İnternette gördüklerimize hemen inanma ve ona göre hüküm verme sorunumuz var. Örneğin sokakta çocuğunun kakasını yaptıran tesettürlü ama görgüsüz kadının kabahatini hükümete çıkarmaya hazırız. Ya da bikiniyle namaz kılan kadın videosunun kurgu olduğunu, ne dinle ne de mantıkla alakası olmadığını görmeyip Türkiye’nin ne hallere düştüğüne üzülebiliyoruz.

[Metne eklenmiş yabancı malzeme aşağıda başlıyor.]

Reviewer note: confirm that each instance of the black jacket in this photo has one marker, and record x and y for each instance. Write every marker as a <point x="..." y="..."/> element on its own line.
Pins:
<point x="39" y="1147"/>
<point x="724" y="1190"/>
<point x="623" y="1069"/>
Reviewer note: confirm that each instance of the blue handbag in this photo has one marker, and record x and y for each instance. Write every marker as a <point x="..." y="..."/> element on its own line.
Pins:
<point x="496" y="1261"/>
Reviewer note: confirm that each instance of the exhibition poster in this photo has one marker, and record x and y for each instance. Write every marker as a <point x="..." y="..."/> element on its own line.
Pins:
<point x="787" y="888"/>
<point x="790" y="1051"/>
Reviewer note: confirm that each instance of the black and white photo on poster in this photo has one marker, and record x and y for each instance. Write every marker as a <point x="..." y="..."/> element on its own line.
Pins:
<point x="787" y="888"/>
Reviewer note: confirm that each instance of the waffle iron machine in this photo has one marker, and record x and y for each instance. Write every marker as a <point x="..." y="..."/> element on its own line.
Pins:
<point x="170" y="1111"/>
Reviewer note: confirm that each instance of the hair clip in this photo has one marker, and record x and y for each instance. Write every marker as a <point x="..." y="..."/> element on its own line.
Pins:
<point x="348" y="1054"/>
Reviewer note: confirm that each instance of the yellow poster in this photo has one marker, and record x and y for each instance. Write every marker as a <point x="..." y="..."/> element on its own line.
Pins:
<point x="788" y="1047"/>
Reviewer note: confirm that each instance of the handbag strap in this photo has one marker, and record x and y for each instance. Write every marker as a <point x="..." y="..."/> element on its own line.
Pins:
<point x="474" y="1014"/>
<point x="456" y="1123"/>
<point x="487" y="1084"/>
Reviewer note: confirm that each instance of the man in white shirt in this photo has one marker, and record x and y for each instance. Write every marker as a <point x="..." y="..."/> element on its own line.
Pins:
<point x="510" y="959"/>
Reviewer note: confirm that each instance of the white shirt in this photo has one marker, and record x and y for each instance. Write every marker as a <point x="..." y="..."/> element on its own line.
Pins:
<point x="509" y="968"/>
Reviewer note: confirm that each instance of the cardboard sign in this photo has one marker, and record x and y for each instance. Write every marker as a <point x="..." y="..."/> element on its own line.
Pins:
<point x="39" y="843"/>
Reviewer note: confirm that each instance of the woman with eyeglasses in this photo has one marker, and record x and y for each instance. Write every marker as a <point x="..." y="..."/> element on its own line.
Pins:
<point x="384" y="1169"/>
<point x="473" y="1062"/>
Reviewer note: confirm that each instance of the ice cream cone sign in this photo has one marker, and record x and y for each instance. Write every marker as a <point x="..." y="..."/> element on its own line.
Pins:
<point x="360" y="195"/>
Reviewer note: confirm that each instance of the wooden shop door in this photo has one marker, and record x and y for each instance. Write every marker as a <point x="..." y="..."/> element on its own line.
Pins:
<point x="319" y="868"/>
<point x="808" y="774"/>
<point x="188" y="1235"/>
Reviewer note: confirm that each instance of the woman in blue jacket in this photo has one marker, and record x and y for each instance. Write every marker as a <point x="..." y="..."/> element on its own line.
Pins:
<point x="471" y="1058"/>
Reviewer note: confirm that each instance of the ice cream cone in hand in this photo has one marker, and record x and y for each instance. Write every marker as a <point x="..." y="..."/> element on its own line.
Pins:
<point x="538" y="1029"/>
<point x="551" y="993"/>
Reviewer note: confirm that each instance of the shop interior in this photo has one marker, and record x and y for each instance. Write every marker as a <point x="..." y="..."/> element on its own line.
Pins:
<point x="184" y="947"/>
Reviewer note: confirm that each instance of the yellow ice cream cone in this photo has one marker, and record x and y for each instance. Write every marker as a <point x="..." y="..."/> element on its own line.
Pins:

Komplo teorilerine o kadar inanmışız ki bütün itiraflara, görüntülere, mahkeme kararlarına ve başka binlerce delile rağmen hala 15-Temmuz darbesinin arkasında başka işler arıyoruz. O yüzden somut delil olmadığı halde “kontrollü darbe” denilince hemen inanıyoruz veya inanmayı tercih ediyoruz.
Bu durumu artık değiştirmemiz lazım. Daha çok okumalı, araştırmalıyız. Okumayı sevmiyorsak nitelikli belgeseller seyretmeliyiz. Artık tüm bilgiler bir tık ötemizde. Arama motorlarına merak ettiğiniz konuyu yazdığınızda binlerce haber çıkıyor. Elbetteki her haber doğru veya eksiksiz değil. Ferasetimizi kullanarak filtreleme yapmalıyız. Hülasa kendimizi devamlı fikren geliştirmeliyiz.
Toplumları bireyler geliştirir. Türkiye’nin gelişmesini istiyorsak önce biz bireyler daha iyi olmalıyız.